Model Predictive Factors
The below table displays some essential indicators generated by the model showing the Naive Prediction forecasting method's relative quality and the estimations of the prediction error of Hostelworld Group stock data series using in forecasting. Note that when a statistical model is used to represent Hostelworld Group stock, the representation will rarely be exact; so some information will be lost using the model to explain the process. AIC estimates the relative amount of information lost by a given model: the less information a model loses, the higher its quality.AIC | Akaike Information Criteria | 112.2235 |
Bias | Arithmetic mean of the errors | None |
MAD | Mean absolute deviation | 0.0392 |
MAPE | Mean absolute percentage error | 0.0217 |
SAE | Sum of the absolute errors | 2.3895 |
Predictive Modules for Hostelworld Group
There are currently many different techniques concerning forecasting the market as a whole, as well as predicting future values of individual securities such as Hostelworld Group PLC. Regardless of method or technology, however, to accurately forecast the stock market is more a matter of luck rather than a particular technique. Nevertheless, trying to predict the stock market accurately is still an essential part of the overall investment decision process. Using different forecasting techniques and comparing the results might improve your chances of accuracy even though unexpected events may often change the market sentiment and impact your forecasting results.Sophisticated investors, who have witnessed many market ups and downs, anticipate that the market will even out over time. This tendency of Hostelworld Group's price to converge to an average value over time is called mean reversion. However, historically, high market prices usually discourage investors that believe in mean reversion to invest, while low prices are viewed as an opportunity to buy.

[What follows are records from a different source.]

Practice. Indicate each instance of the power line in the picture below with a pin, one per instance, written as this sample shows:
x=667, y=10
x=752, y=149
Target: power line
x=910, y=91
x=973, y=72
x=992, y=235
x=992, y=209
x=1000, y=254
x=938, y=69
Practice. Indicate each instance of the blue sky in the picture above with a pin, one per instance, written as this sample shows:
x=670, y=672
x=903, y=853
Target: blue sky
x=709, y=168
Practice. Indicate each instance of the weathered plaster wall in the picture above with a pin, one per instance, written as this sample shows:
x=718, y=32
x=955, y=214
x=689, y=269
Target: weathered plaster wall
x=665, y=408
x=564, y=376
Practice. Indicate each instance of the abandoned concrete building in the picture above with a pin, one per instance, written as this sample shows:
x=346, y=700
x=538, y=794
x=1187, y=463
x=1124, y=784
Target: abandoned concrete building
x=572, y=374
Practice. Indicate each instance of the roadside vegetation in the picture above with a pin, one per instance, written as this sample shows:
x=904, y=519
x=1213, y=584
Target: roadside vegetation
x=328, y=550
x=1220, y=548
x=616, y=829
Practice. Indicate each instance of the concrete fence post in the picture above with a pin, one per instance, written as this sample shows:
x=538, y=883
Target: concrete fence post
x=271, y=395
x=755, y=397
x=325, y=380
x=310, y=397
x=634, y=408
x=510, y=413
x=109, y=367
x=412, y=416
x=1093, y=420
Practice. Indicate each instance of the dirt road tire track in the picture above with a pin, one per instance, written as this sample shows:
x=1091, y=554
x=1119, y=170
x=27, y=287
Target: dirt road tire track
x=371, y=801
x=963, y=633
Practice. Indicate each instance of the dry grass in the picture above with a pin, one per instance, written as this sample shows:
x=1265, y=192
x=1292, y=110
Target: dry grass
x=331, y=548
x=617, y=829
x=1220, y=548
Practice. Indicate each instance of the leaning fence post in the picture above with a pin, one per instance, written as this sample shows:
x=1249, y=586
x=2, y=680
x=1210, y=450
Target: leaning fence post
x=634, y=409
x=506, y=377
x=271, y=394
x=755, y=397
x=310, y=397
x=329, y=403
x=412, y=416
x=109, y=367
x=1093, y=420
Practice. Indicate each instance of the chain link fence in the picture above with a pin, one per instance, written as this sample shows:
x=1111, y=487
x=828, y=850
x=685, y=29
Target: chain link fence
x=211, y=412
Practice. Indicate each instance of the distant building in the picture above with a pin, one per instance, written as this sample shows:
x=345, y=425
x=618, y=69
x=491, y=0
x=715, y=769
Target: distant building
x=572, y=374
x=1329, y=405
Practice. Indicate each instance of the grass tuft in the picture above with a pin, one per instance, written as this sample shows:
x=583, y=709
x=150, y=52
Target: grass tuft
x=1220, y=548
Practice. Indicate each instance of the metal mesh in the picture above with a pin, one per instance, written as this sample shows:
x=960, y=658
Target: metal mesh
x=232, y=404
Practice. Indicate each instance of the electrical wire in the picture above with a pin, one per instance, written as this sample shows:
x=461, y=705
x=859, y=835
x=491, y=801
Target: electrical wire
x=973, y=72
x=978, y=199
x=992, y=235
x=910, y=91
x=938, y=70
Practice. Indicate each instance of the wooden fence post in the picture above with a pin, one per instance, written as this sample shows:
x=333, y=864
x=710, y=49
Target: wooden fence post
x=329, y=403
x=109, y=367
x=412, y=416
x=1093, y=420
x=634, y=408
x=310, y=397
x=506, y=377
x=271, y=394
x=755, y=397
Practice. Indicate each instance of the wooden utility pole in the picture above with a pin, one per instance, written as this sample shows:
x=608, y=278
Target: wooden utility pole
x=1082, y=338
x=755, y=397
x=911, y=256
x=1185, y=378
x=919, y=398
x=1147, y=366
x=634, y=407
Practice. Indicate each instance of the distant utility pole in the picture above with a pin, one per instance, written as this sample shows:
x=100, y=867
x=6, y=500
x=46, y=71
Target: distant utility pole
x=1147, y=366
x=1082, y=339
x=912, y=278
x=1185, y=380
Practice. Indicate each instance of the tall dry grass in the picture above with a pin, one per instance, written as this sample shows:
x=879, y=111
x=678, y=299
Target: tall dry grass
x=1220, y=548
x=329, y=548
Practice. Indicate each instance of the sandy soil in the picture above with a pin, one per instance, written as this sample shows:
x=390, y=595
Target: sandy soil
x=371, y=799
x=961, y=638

Other Forecasting Options for Hostelworld Group
For every potential investor in Hostelworld, whether a beginner or expert, Hostelworld Group's price movement is the inherent factor that sparks whether it is viable to invest in it or hold it better. Hostelworld Stock price charts are filled with many 'noises.' These noises can hugely alter the decision one can make regarding investing in Hostelworld. Basic forecasting techniques help filter out the noise by identifying Hostelworld Group's price trends.Hostelworld Group Related Equities
One of the popular trading techniques among algorithmic traders is to use market-neutral strategies where every trade hedges away some risk. Because there are two separate transactions required, even if one position performs unexpectedly, the other equity can make up some of the losses. Below are some of the equities that can be combined with Hostelworld Group stock to make a market-neutral strategy. Peer analysis of Hostelworld Group could also be used in its relative valuation, which is a method of valuing Hostelworld Group by comparing valuation metrics with similar companies.
Risk & Return | Correlation |
Hostelworld Group PLC Technical and Predictive Analytics
The stock market is financially volatile. Despite the volatility, there exist limitless possibilities of gaining profits and building passive income portfolios. With the complexity of Hostelworld Group's price movements, a comprehensive understanding of forecasting methods that an investor can rely on to make the right move is invaluable. These methods predict trends that assist an investor in predicting the movement of Hostelworld Group's current price.Cycle Indicators | ||
Math Operators | ||
Math Transform | ||
Momentum Indicators | ||
Overlap Studies | ||
Pattern Recognition | ||
Price Transform | ||
Statistic Functions | ||
Volatility Indicators | ||
Volume Indicators |
Hostelworld Group Market Strength Events
Market strength indicators help investors to evaluate how Hostelworld Group stock reacts to ongoing and evolving market conditions. The investors can use it to make informed decisions about market timing, and determine when trading Hostelworld Group shares will generate the highest return on investment. By undertsting and applying Hostelworld Group stock market strength indicators, traders can identify Hostelworld Group PLC entry and exit signals to maximize returns.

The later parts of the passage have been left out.